Decompile an imported module (e.g. with uncompyle2)

Decompile an imported module (e.g. with uncompyle2) - python

my task is to export an imported (compiled) module loaded from a container.
I have a Py.-Script importing a module. Upon using print(module1) I can see that it is a compiled python (pyc) file, loaded from an archive. As I cannot access the archive, my idea was to import the module and have it decompiled with uncompyle2.
This is my minimum code:
import os, sys
import uncompyle2
import module1
with open("module1.py", "wb") as fileobj:
uncompyle2.uncompyle_file(module1, fileobj)
However, this prints my an error. If I substitute module1 in the uncompyle argument with the actual path, it does not make a difference. I tried the code snippet successfully when the pyc-file not loaded from a container but rather a single file in a directory and it worked.
Error:
Traceback (most recent call last):
File "C:\....\run.py", line 64, in <module>
uncompyle2.uncompyle_file(module1, fileobj)
File "C:\....\Python\python-2.7.6\lib\site-packages\uncompyle2\__init__.py", line 124, in uncompyle_file
version, co = _load_module(filename)
File "C:\.....\Python\python-2.7.6\lib\site-packages\uncompyle2\__init__.py", line 67, in _load_module
fp = open(filename, 'rb')
TypeError: coercing to Unicode: need string or buffer, module found
Does anyone know where I am going wrong?

You are going wrong with your initial assumption:
As I cannot access the archive, my idea was to import the module and
have it decompiled with uncompyle2.
Uncompiling an already loaded module is unfortunately not possible. A loaded Python module is not a mirror of the on-disk representation of a .pyc file. Instead, it is a collection of objects created as a side effect of executing the code in the .pyc. Once the code has been executed, its byte code is discarded and it (in the general case) cannot be reconstructed.
As an example, consider the following Python module:
import gtk
w = gtk.Window(gtk.WINDOW_TOPLEVEL)
w.add(gtk.Label("A quick brown fox jumped over the lazy dog"))
w.show_all()
Importing this module inside an application that happens to run a GTK main loop will pop up a window with some text as a side effect. The module will have a dict with two entries, gtk pointing to the gtk module, and w pointing to an already created GTK window.
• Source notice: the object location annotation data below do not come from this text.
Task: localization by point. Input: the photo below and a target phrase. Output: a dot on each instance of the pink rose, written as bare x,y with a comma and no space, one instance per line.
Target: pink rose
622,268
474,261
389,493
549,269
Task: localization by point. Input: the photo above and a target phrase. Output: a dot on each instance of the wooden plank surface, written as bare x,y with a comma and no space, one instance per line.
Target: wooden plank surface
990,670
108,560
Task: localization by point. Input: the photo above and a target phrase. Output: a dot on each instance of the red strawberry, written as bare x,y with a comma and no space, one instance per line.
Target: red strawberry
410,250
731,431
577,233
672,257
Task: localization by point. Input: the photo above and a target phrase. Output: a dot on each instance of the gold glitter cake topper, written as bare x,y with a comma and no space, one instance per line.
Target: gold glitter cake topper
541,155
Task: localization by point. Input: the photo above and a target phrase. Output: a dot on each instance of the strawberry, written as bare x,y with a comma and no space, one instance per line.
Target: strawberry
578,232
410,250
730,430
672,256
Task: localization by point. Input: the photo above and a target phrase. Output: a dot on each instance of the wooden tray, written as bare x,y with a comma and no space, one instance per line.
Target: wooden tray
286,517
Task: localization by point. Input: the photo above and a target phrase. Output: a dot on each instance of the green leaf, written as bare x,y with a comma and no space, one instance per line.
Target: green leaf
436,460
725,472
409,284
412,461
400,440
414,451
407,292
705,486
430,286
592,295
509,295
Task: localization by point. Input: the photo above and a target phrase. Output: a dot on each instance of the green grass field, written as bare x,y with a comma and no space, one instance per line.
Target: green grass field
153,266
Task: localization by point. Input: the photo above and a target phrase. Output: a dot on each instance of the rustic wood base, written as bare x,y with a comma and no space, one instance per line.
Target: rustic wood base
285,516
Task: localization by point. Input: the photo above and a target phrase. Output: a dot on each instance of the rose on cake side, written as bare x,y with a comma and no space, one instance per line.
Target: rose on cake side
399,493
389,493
There is no hint there how to create another GTK window of the sort, nor how to create another such module. (Remember that the object created might have been arbitrarily complex and that its creation could be a very involved process.)
You might ask, then, if that is so, then what is the content of the pyc file? How did it get loaded the first time? The answer is that the pyc file contains an on-disk rendition of the byte-compiled code in the module, ready for execution. Creating a pyc file is roughly equivalent to doing something like:
import marshal
def make_pyc(source_code, filename):
compiled = compile(source_code, filename, "exec")
serialized = marshal.dumps(compiled)
with open(filename, "wb") as out:
out.write(serialized)
# for example:
make_pyc("import gtk\nw = gtk.Window(gtk.WINDOW_TOPLEVEL)...",
"somefile.pyc", "exec")
On the other hand, loading a compiled module is approximately equivalent to:
import sys, marshal, imp
def load_pyc(modname):
with open(modname + ".pyc", "rb") as in_:
serialized = in_.read()
compiled = marshal.loads(serialized)
module = sys.modules[modname] = imp.new_module(modname)
exec compiled in module.__dict__
load_pyc("somefile")
Note how, once the code has been executed with the exec statement, the string and deserialized bytecode is no longer used and will be swept up by the garbage collector. The only remaining effect of the pyc having been loaded is the presence of a new module with living functions, classes, and other objects that are impossible to serialize, such as references to open files, network connections, OpenGL canvases, or GTK windows.
What modules like uncompyle2 do is the inverse of the compile function. You must have the actual code of the module (either serialized as in a pyc file or deserialized code object as in the compiled variable in the snippets above), from which uncompyle2 will produce a fairly faithful representation of the original source.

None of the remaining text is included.